Six new short plays from my new favourite TV-inspired theatre night. The JB Shorts collaborators have developed a species that seems to be half traditional theatre, half comedy sketch and half short story on stage. Thankfully, it all adds up like a charm.
Competing with loud St. Patrick's Day drinkers from above, JB Shorts 3 does well to hold the audience's attention for almost two hours. We are in the basement of Joshua Brooks, after all. I find this an odd venue choice especially as it is draughty and there are pillars obstructing the view from many seats. Its a good job we have sex addicts, policemen, monkeys and a recurring comb theme to distract us.
The writers shoot simple concepts straight from the hip; delivering them via punch lines, revelations and a twist or two. A boyfriend is chosen for Big Brother after sending in a video of him telling his fame-starved girlfriend that it is utter rubbish (I'm Mad Me). This is without a doubt part of the fun, though, as is the creative freedom to open the night with an 'election broadcast', Backlash, which draws us in with typical British complaints before ramping it up to disturbing levels. Chris Hannon, Anthony Crank and Victoria Brazier find a superb balance between 'I'm one of the people' smarm and over the top stereotyping.
Quixotry is fantastically directed by Chris Bridgman; two Scrabble champions circle a high table and the small space is used well to accommodate a lover's tiff to the side and a Heimlich manoeuvre to save a player from choking on tiles. However the mid-game soliloquies are a little unconvincing and I find some of the jokes a little too obvious. The performances in Truncheons and Blackberries provide gentle slapstick as two police officers try to hide a gun from their high flying 'Ma'am' and a nosey journalist but this offering still feels slight in comparison to the other plays.

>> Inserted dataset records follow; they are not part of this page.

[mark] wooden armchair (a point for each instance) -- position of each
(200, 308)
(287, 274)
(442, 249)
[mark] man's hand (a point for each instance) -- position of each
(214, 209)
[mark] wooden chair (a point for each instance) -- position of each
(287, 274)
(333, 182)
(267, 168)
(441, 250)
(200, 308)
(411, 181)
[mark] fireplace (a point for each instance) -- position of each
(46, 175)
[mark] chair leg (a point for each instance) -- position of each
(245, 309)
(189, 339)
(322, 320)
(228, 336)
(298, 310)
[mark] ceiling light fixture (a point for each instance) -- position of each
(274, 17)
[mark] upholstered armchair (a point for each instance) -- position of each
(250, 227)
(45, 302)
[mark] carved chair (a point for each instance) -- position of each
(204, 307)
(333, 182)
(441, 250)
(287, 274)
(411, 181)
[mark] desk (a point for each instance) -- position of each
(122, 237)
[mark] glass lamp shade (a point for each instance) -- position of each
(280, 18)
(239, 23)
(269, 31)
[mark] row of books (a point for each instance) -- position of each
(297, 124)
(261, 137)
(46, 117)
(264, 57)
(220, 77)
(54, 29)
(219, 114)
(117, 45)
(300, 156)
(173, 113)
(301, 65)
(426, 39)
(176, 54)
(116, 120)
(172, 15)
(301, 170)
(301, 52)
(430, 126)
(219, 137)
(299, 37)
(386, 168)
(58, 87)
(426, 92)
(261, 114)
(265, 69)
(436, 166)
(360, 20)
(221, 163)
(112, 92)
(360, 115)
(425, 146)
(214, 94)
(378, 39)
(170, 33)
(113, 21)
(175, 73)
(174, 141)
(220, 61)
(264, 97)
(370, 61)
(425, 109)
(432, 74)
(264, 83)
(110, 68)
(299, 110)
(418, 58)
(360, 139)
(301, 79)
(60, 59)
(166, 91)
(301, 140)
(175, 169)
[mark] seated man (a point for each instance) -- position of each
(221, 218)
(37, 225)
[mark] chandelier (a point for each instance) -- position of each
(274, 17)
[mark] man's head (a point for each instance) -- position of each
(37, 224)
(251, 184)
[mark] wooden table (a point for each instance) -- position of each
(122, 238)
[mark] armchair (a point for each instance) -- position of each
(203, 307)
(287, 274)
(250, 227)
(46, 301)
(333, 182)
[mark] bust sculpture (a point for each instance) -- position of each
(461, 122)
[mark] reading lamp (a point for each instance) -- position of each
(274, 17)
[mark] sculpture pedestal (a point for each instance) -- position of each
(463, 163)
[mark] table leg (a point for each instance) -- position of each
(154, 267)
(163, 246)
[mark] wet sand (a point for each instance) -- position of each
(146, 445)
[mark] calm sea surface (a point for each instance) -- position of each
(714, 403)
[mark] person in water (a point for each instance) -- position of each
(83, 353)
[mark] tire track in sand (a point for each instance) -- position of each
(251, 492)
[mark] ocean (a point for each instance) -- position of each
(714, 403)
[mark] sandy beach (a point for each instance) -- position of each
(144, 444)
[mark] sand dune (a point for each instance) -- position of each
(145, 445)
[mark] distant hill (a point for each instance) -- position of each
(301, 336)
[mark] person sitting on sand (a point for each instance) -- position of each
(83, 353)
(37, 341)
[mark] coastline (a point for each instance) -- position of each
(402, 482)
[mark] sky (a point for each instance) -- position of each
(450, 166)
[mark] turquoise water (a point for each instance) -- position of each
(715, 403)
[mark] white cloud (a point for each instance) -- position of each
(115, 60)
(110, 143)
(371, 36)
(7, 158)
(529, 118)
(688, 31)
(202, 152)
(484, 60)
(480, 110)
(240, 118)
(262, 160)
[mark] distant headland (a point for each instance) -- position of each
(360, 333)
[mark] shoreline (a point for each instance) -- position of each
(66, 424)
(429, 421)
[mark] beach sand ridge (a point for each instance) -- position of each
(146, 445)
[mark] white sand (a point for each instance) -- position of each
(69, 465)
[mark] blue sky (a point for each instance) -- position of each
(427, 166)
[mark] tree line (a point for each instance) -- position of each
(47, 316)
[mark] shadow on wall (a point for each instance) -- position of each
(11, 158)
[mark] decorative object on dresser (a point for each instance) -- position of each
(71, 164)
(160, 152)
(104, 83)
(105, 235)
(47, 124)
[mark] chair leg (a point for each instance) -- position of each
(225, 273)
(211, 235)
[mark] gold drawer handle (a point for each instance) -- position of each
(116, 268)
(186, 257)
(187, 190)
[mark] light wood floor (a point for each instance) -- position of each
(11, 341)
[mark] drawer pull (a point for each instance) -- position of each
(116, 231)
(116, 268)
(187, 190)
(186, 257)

Red S.H.A.G.G stickers are handed out by a Russell Brand wannabe during the interval preparing us for the play of the same name. We enter an arena of lude sexual innuendo and half-hearted confessions from sex addicts. There are some inspired lines, delivered with gusto: "My girlfriend had an affair with my boss. No chance of a promotion then" and "The sex was probably a bit rushed."
Shakespeare's Monkeys is my favourite piece of the night. A wonderful dramatic conceit from Reallife Theatre co-founder Trevor Suthers: what if an institute were testing whether monkeys really would come up with Shakespeare eventually but was faced with closure? Joanne Haydock, as the inspector, plays straight man to the slightly unhinged Mr. Elder (Liam Tims) and half-man, half-primate Mr. Monks (Antony Bessick). It leaves me scratching my head, asking what I had just witnessed, but I love every minute.
The energy that bounces off stage, the unabashed pop culture references and the natural performances of JB Shorts 3 prove that theatre doesn't have to be feather dusted and treated with reverence. It can be the start of a debate, a laughing fit or even a night out.